The AIW framework is not discipline or grade level specific, and its not a "teaching methodology."  AIW focuses on design "tasks" or student work that helps students construct knowledge, apply past learning to new problems or situations, gain a deeper understanding of the material. This makes the lessons more engaging and relevant for the students.

Implementing the AIW framework requires that teachers work collaboratively in professional learning committees or PLC's.  We know from past research that professional learning is more meaningful and more effective when adults have an opportunity to collaborate.  

Teachers are beginning to review more deeply student work based on lessons designed using the AIW framework in their PLC's.
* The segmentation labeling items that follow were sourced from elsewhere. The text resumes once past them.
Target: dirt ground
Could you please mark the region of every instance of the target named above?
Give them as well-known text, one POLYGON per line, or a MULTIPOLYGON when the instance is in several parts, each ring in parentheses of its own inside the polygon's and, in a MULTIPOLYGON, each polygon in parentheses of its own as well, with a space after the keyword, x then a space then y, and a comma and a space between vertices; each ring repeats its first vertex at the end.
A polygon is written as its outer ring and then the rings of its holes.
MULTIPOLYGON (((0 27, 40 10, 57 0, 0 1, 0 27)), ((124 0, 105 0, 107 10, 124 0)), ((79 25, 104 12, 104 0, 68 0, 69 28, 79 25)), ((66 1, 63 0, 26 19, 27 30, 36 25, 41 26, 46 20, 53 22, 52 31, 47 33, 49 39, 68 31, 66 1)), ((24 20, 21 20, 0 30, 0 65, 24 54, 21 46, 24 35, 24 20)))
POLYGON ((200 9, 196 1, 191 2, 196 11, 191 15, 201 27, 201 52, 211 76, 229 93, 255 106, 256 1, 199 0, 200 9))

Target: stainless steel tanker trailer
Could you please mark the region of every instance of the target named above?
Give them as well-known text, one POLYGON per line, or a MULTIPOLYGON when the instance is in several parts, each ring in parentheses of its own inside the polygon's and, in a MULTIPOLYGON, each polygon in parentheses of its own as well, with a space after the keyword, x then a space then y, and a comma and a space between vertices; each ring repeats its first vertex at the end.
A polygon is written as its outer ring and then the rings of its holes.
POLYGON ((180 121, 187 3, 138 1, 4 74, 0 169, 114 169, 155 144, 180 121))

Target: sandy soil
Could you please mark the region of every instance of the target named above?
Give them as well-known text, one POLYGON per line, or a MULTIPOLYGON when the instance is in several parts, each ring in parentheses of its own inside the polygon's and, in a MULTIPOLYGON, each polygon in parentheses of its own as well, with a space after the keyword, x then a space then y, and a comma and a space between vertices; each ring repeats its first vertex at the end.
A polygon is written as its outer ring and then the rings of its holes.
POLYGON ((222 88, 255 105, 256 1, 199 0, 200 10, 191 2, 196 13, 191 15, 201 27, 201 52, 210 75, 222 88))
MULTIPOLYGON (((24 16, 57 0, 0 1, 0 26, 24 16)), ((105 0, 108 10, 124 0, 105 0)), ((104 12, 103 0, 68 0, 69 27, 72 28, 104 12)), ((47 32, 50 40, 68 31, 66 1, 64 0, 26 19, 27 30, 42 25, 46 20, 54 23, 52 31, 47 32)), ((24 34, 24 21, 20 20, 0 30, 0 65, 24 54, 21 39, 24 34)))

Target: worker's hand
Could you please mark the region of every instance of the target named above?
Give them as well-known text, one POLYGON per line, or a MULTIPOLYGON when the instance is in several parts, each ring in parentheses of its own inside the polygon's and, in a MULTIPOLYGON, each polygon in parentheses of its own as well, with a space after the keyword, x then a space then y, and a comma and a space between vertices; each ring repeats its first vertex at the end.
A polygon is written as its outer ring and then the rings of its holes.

The intent is to get feedback from members of their PLC to improve lesson design using the AIW framework.  Additionally, the PLC allows teachers to work with others that they may not get a chance to work with on a daily basis (i.e. teachers from other buildings or other grade levels).

The results have been a marked increase in student achievement in the areas of elementary and middle school math, and steady growth over time in all other areas (science and reading) at all grade levels with the exception of one.  

AIW is not the sole reason for this improvement. We have also implemented additional research-based teaching strategies in reading and math at the elementary and middle school levels.  We have updated textbooks and teaching materials in reading, English/Language Arts, math, science, and social studies over the past 4 years. This is in addition to the discipline-specific workshops and training that teachers have been attending during the summer months. But AIW is the overarching piece.